Non è un motivo, secondo me. Esaudiente, esauriente ecc. ovvero quei participi presenti con la "i" prima di "-ente" esistono anche se la regola per la 3 coniugazione (-ire) da di fatto "-ente". Questi participi presenti in -iente sono usati solo come aggettivi.
Quindi _grammaticalmente_ esiste esaudiente tanto quanto esiste esauriente, visto che entrambi sono participi presenti anomali in -iente che esistono accanto a quelli regolari in -ente.
L'unico motivo per cui esaudiente non possa esistere è che nessuno, e ripeto nessuno, lo usi, oppure tutti quelli che lo usano lo usino impropriamente.
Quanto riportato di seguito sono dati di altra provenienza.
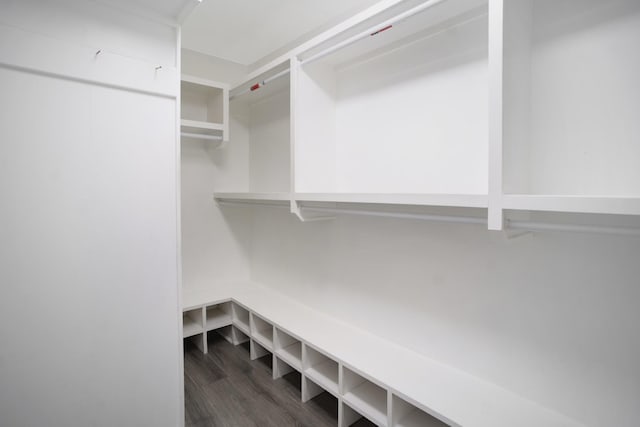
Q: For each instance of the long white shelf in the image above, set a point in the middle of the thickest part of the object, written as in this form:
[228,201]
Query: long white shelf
[252,196]
[418,419]
[201,126]
[325,374]
[370,401]
[451,395]
[576,204]
[454,200]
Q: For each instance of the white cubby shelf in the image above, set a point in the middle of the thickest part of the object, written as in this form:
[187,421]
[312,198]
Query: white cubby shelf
[192,323]
[371,377]
[262,331]
[288,349]
[458,103]
[364,396]
[322,370]
[204,109]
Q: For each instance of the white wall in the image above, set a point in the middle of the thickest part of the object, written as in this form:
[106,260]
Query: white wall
[213,244]
[553,317]
[89,316]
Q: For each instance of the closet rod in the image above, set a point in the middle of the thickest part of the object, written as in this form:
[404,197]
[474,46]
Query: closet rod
[596,229]
[282,204]
[401,215]
[260,84]
[372,31]
[201,136]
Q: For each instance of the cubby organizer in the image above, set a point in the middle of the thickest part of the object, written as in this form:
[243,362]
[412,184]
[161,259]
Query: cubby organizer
[218,316]
[262,331]
[288,349]
[381,381]
[240,318]
[192,323]
[322,370]
[404,414]
[365,397]
[487,105]
[204,109]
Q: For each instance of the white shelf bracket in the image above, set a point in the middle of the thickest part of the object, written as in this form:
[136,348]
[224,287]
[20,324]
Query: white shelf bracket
[296,209]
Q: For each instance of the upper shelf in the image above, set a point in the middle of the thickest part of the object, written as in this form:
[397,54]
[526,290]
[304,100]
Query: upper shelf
[576,204]
[204,108]
[453,200]
[457,200]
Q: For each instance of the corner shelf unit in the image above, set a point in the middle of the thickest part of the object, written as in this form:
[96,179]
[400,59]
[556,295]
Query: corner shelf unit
[372,378]
[451,103]
[204,109]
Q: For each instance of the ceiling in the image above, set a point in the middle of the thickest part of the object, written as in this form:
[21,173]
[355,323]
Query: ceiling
[245,31]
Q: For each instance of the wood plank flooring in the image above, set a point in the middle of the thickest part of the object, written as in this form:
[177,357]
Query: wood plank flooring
[225,389]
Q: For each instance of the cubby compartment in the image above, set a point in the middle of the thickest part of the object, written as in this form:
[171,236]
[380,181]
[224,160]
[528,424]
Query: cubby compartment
[404,111]
[288,349]
[240,318]
[204,108]
[572,105]
[404,414]
[192,322]
[321,369]
[218,316]
[364,396]
[238,336]
[258,351]
[257,158]
[262,331]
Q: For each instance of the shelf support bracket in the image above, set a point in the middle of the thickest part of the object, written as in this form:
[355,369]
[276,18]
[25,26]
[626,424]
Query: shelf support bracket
[296,209]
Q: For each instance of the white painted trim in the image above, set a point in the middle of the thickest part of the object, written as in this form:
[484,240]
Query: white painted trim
[496,15]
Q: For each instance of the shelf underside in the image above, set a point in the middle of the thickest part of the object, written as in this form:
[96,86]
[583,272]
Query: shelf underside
[292,354]
[574,204]
[216,318]
[190,327]
[325,374]
[264,338]
[370,401]
[418,418]
[453,200]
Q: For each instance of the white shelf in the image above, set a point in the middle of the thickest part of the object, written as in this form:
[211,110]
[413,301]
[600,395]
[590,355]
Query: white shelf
[252,197]
[418,418]
[292,354]
[383,115]
[564,134]
[454,200]
[198,126]
[370,401]
[217,318]
[450,394]
[204,107]
[325,374]
[578,204]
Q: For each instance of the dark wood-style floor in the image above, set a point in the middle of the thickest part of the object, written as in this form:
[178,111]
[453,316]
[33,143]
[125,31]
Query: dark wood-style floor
[225,389]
Quindi non è questione di grammatica, ma di uso. Anche perchè grammaticalmente il p pres di esaurire è esaurente, pur usandosi anche esauriente come aggettivo

p.s: l'esistenza di questi in -iente è dovuta al fatto che la 4a coniugazione latina (-ire) aveva il participio presente in -iens -ientis e non in -ens -entis come la 2a o la 3a. E dalla 4a latina (-ire) deriva la 3a italiana (-ire)


----------



## niky

Grazie,siete stati molto gentili.Mi avete aiutata tantissimo,è stato interessante leggere i vostri commenti.

Ciao


----------



## antoniosil

Claudine 2006, per quanto la cosa e' super sepolta, mi sono trovato a leggere i vari interventi e desidero esprimere una mia modesta OPINIONE. l'esempio _Ti ho regalato ciò che volevi, spero di essere stato esaudiente _reca la risposta che si sta cercando. A me sembra corretto in quella frase in quanto si riferisce ad una azione materiale conclusiva e riepilogativa di azione come dare, fornire, cedere, donare, soddisfare una richiesta, un desiderio o un bisogno.
Esauriente e' invece l'aggettivo che puo' solo indicare un concetto espresso in maniera completa, una lista o una spiegazione esaustive, insomma una risposta ad un quesito ad un problema, o a una combinazione di questi, per il quale impegno i risultati raccolti possono essere piu' o meno completi e cioe' esaurire definitivamente la possibilita' di richiesta di ulteriori chiarimenti. Detto cio' chiedo perdono a quelli che hanno fatto dello studio della lingua un interesse primario e chiudo in attesa di qualche probabile reazione.
P.S. ma perche' la ricerca l'ha lasciata allibita?


----------